Tests use `testcontainers` (`SyncRunner`) to start a
`docker.redpanda.com/redpandadata/redpanda:v24.1.1` container per test.
Docker must be running.

Feature flag: `kafka-integration-test` (implies `kafka`).

Tests must be run with `--test-threads=1`. Each container picks a fresh OS-assigned
host port via `free_port()` so parallel developers (or a local broker on the standard
9092) do not collide, but only one test at a time grabs a port — running multiple in
parallel races on the "bind → drop → container start" window.

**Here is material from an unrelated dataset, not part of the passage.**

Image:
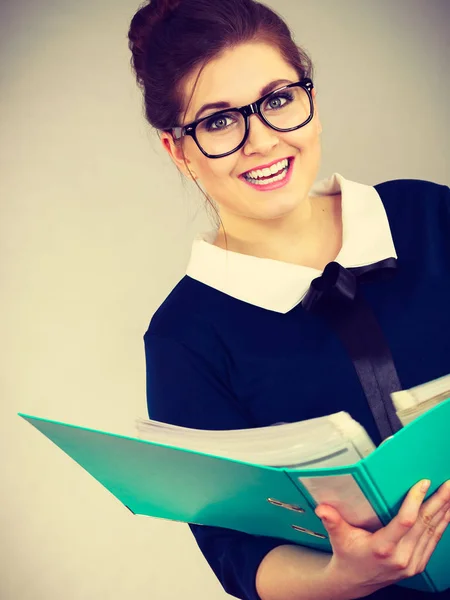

### Advertise-address gotcha

Redpanda's `--advertise-kafka-addr` is the address clients are told to reconnect to
after the initial bootstrap. It must match what the client can actually reach, so the
container's internal listen port is identical to the host port (1:1 port mapping via
`with_mapped_port(port, port)`). This is why we can't simply rely on testcontainers'
dynamic port mapping — the advertised port has to be known before the container starts.

### Test coverage

| Test | What it proves |
|------|----------------|
| `test_connection_refused` | Handles unreachable broker gracefully |
| `test_sub_receives_pre_seeded_messages` | Pre-produced messages are consumed correctly |
| `test_sub_live_messages` | Live messages arrive during consumption |
| `test_pub_round_trip` | `kafka_pub` writes are readable via direct consumer |
| `test_pub_multiple_records_in_burst` | Multiple records in a single burst are all produced |
| `test_sub_event_fields` | All `KafkaEvent` fields are populated correctly |
| `test_kafka_record_value_str` | UTF-8 value interpretation works |
| `test_kafka_event_no_key` | Events without keys handled correctly |

## Notes

- `rdkafka` bundles `librdkafka` via its default build (`./configure` + `make`). The
  `cmake-build` feature flag is deliberately **not** used — it pulls in a curl.h
  dependency that breaks CI.
- Redpanda is used for tests instead of Apache Kafka because it starts much faster
  and is fully Kafka-protocol compatible.
- `kafka_sub` is designed for `RunMode::RealTime`. Using it in `HistoricalFrom` mode is
  technically valid but timestamps will be wall-clock `NanoTime::now()`, not historical.

## Python bindings

- Integration tests live in `wingfoil-python/tests/test_kafka.py`.
- Gated by the `requires_kafka` pytest marker, registered in
  `wingfoil-python/pyproject.toml` and deselected by default — a plain
  `pytest` run will not collect them.
- The Python integration workflow opts in explicitly:
  `pytest -m requires_kafka tests/test_kafka.py`. If the broker is not up
  the tests fail loudly with a real connection error rather than silently
  skipping (so CI can never be false-green).